Jeff Bagwell’s Family Fought to Save Him

Bagwell talks of having numerous family interventions with his current wife, Rachel Bagwell, and his kids pleading with him to stop drinking. The last one, not close to the first one, somehow stuck with him and he started to take the first steps in recovery.

“If every single person went to an AA meeting, the world would be a better place,” Bagwell says.

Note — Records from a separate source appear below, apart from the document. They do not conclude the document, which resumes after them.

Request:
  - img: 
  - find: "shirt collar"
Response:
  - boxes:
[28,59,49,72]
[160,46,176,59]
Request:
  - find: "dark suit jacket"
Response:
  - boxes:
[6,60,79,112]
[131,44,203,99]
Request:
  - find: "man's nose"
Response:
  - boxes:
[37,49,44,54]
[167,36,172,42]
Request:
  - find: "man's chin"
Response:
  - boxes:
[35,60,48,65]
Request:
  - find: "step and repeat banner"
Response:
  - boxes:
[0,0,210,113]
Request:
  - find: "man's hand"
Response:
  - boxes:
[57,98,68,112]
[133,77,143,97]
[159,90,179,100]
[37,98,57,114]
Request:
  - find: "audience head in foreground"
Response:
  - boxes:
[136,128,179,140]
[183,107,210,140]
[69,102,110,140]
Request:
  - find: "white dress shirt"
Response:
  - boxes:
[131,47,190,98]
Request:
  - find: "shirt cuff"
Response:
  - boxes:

This Archway Academy luncheon, chaired by John Flournoy, also showcased the stories of former students and parents of former students in beyond powerful videos. Like Erica, who first toured Archway with her probation officer and has gone on to college with an Archway board member and her husband paying for her classes at Houston Community College. Or Austin, who was doing heroin before his recovery and noted that “the average life expectancy of someone shooting heroin is three months.” Austin found Archway to be an understanding place where his recovery could find solid footing. “The counselors were dancing more than the students were,” Austin says in describing his first welcome look at Archway.

Sasha Coles, the executive director at Archway, helped host the virtual event with Flournoy and her passion (breaking into heartfelt tears after watching some of the videos) jumped through the screen.

Jeff Bagwell may be the headliner because he is the famous baseball player. But he’d be the first to tell you that his story pales in comparison to the courage shown by these teenagers in recovery.

He’s exposing parts of his life he has never talked about before in this luncheon that’s geared around trying to help those teens. Kids who don’t have his advantages.

“As bad as it was,” Bagwell says of his own alcoholism. “It could have been a lot worse.”

Bagwell talks honestly about his kids being able to talk about being the children of an alcoholic. He is not trying to hide anything anymore. One of the greatest Astros ever is an alcoholic. And he is not attempting to keep that from anyone.

“It’s apparent his work in the recovery community is going to be lasting,” Flournoy says of Bagwell.

“I’m a grateful alcoholic,” Bagwell says. He’s still alive, still fighting, still working on his active recovery every single day. In many ways, Jeff Bagwell’s never stood taller than now.